So, You've Lost the Will? Here's How to Find It
If a deceased person’s will cannot be found, it will be presumed that there was no will. Therefore, “Where should we look to find mum/dad’s will?” is one of the first and most common questions we are asked. Unfortunately, there is no single place for storing a will and there is no requirement for a will to be registered.

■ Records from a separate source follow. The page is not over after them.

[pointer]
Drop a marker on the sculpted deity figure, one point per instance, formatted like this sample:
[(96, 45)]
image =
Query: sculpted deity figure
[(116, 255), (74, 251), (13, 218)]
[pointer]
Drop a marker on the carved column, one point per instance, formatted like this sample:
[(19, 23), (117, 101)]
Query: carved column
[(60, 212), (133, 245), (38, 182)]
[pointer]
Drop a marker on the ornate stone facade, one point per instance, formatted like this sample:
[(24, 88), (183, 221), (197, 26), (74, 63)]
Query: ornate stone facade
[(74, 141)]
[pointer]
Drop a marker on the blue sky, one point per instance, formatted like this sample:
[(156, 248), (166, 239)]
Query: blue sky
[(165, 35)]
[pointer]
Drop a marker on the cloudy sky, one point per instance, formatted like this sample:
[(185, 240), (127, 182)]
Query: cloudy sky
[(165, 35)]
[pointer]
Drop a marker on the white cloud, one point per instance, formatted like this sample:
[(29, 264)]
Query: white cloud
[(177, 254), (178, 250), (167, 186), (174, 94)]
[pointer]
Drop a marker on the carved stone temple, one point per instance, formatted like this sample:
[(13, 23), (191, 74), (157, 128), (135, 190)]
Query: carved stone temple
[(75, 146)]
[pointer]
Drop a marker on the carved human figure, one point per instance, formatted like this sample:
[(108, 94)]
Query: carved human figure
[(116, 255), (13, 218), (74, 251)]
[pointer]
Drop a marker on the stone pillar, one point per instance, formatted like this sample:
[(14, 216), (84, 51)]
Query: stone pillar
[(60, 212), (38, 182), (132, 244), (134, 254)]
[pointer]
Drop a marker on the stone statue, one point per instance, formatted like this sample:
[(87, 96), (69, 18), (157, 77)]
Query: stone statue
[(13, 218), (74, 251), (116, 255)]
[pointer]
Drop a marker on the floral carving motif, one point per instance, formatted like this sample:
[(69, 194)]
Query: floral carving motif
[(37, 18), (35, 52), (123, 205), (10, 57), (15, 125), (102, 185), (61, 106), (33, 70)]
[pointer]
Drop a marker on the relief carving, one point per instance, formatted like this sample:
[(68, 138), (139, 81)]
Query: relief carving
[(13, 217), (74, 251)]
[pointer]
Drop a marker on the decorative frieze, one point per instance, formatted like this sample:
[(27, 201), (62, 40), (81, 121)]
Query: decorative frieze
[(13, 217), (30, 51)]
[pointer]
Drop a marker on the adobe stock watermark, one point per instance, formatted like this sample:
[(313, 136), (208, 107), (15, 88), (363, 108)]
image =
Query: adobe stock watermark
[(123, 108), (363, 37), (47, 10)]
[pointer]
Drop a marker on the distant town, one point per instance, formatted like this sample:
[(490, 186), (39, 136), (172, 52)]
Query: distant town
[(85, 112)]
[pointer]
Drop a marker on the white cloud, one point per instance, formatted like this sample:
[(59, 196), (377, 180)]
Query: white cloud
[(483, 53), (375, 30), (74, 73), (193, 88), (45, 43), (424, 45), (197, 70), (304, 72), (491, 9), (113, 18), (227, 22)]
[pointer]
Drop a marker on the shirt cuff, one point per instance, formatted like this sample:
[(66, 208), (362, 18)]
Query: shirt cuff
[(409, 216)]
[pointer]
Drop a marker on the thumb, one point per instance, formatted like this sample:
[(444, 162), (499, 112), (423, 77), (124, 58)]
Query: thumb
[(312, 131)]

Some of the most common places people store wills are with their other important documents, with the lawyers that drafted the will or with the Office of the NSW Trustee and Guardian in their ‘Will Safe’. Some places to start your search are:
among the deceased’s personal papers and effects for the will, or any other document (such as correspondence from lawyers) that may provide more information;
the deceased’s emails. Most lawyers send copies of correspondence by email;
if the deceased was a widow/widower, try to find out about their late spouse’s will;
to contact any lawyers the deceased had engaged (even if it was for an unrelated reason such as a personal injury claim or a conveyance) and ask them if they hold the will or know who does;
to contact the Office of the NSW Trustee and Guardian and ask if the will is in their will Safe repository – you can submit an enquiry online to find out whether they hold a will of a deceased person. From 2002 until 28 March 2014, the NSW Registry of Birth Deaths and Marriages (BDM) operated a Wills Register. While this service is no longer in operation, they do maintain historical information.
In the event these steps don’t work, a lawyer can be retained to send correspondence to other legal practitioners or post a notice asking if they hold a will for the deceased.
What should I do if after those searches I don’t have the original will?
In the event that an original will cannot be located, but there are other documents that evidence the deceased’s testamentary intentions (such as a letter or note written by the deceased as to how they wanted to dispose of their assets), it may still be possible to seek Court Orders to have those documents dealt with as if they were the original will. The law will try to give effect to what the deceased wanted rather than apply the rules of intestacy.
However, if after all searches no will can be identified, the deceased will be said to have died “intestate” and the law will distribute the assets in their estate in accordance with pre-determined formula.
Who can access a will?
Prior to a person’s death, you are not entitled to see a copy of a will even if you are named as a beneficiary or the executor in the will.
Once a person has died, you are entitled to inspect or have a copy of their will if you are:
A person named or referred to in the will, whether as a beneficiary or not.
A person named or referred to in an earlier will as a beneficiary of the deceased.
The surviving spouse, de facto spouse or child of the deceased.
A parent or guardian of the deceased.
A person who could be entitled to a share of the estate of the deceased if the deceased had died intestate. Depending on what relatives the deceased had, this can include grandchildren, cousins, parents and others.
A range of other persons are entitled to inspect the will of a deceased person under the Succession Act 2006 (NSW). For further assessment, please contact us.
If you fall under one of the above categories, you can contact the executor of the estate, or the solicitors acting for the estate, and ask for a copy of the will. If probate has been sought, then you can contact the Supreme Court and seek a copy of the will and probate documents from the Court.